Beranda Olahraga Kolombia mengalahkan Uruguay 1-0 dan akan menghadapi Lionel Messi dan Argentina di...

Kolombia mengalahkan Uruguay 1-0 dan akan menghadapi Lionel Messi dan Argentina di final Copa America

CHARLOTTE, NC – Jefferson Lerma mencetak gol pada menit ke-39, dan Kolombia gagal di babak kedua dalam kemenangan 1-0 atas Uruguay pada Rabu malam untuk melaju ke final Copa America melawan Lionel Messi dan Argentina.

Daniel Muñoz dikeluarkan dari lapangan pada masa tambahan waktu babak pertama karena kartu kuning keduanya, namun Kolombia berhasil mempertahankan gelar tersebut untuk pertama kalinya sejak memenangkan satu-satunya gelar Copa sebagai tuan rumah pada tahun 2001. Kolombia memperpanjang rekor tak terkalahkannya menjadi rekor tim 28 pertandingan, lebih dari satu dari tahun 1992-94 dan rekor terpanjang saat ini dalam sepak bola internasional pria.

Dalam pertandingan kontroversial yang mencakup tujuh kartu kuning dan satu kartu merah, pemain dari kedua tim saling dorong ke dalam lapangan saat peluit akhir dibunyikan dan beberapa pemain naik ke tribun untuk memprotes para penggemar.

Juara bertahan Argentina dan Kolombia bertemu Minggu malam di Miami Gardens, Florida. Albiceleste mengincar rekor gelar Copa ke-16 dan ingin bergabung dengan Spanyol dari 2008-12 sebagai satu-satunya negara yang memenangkan tiga gelar besar berturut-turut.

Di hadapan 70.644 suporter pro-Kolombia yang memenuhi Stadion Bank of America dengan kaus dan bendera kuning, Uruguay tertinggal untuk pertama kalinya di turnamen tersebut.

Tendangan sudut James Rodríguez disundul dari jarak dekat oleh Lerma, yang mengalahkan José María Giménez untuk gol internasional ketiganya dan kedua di turnamen tersebut. Rodríguez mencetak enam assist di turnamen tersebut — tiga kali lipat total pemain lainnya.

Muñoz menerima kartu kuning pertamanya dari wasit Meksiko César Ramos pada menit ke-31 karena tekel sembrono terhadap Maximiliano Araújo dan kartu kuning kedua karena menyikut perut Manuel Ugarte.

Rodríguez mendapat kartu kuning pada menit ke-55 karena berdebat dengan Ramos ketika wasit gagal menghentikan permainan setelah kaki Richard Ríos ditendang oleh Darwin Núñez.

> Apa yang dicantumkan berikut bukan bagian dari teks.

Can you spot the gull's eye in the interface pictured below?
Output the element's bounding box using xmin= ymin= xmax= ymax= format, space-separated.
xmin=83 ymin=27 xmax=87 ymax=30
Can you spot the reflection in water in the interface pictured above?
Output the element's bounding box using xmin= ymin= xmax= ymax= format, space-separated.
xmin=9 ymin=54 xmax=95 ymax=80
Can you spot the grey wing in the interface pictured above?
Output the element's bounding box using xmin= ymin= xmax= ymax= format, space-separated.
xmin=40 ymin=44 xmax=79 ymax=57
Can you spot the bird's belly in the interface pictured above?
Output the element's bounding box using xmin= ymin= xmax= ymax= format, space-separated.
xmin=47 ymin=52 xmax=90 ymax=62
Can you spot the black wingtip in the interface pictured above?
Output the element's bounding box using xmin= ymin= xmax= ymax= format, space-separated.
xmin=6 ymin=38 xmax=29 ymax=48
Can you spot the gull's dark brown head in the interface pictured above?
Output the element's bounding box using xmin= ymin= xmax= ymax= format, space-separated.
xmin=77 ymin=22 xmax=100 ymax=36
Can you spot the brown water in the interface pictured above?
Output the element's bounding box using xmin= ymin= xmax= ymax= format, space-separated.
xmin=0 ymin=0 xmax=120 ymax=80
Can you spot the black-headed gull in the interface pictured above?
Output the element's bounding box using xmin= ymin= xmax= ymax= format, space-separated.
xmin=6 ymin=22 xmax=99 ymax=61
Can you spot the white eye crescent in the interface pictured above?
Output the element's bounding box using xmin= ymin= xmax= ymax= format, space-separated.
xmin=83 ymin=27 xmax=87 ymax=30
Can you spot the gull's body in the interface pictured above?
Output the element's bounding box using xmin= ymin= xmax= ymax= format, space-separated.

Ríos dikeluarkan dengan tandu, kembali masuk ke pertandingan, kemudian terjatuh dalam tantangan lain dan diganti pada menit ke-62. Rodríguez dikeluarkan dari lapangan pada waktu yang sama untuk memastikan dia lolos ke final.

Penjaga gawang Kolombia Federico Valverde tidak perlu melakukan penyelamatan pertamanya sampai ia menghentikan Nicolás de la Cruz pada menit ke-68.

Luis Suárez, pemimpin karir Uruguay dengan 68 gol, masuk pada menit ke-66 dan tembakannya membentur tiang luar pada menit ke-71. Dia memegangi kepalanya dengan tangannya dengan jijik.

Pemain Kolombia Mateus Uribe, pemain pengganti lainnya di babak kedua, melepaskan tembakan terbuka lebar pada menit ke-88, dan tembakan terbuka Uribe di menit keempat waktu tambahan memantul ke tubuh kiper Sergio Rochet dan kemudian membentur mistar gawang.

Uruguay menggerakkan Rochet di menit-menit terakhir, sangat ingin mencetak gol.

Pertandingan dimainkan dalam suhu 90 derajat di permukaan yang diubah dari rumput sintetis menjadi rumput pada minggu-minggu menjelang pertandingan.

Para pemain Carolina Panthers di NFL sangat vokal tentang tim sepak bola yang memiliki kemewahan bermain di rumput di kandang mereka. Permainan NFL di sini dimainkan di rumput sintetis, yang menurut para pemain membuat mereka lebih rentan terhadap cedera.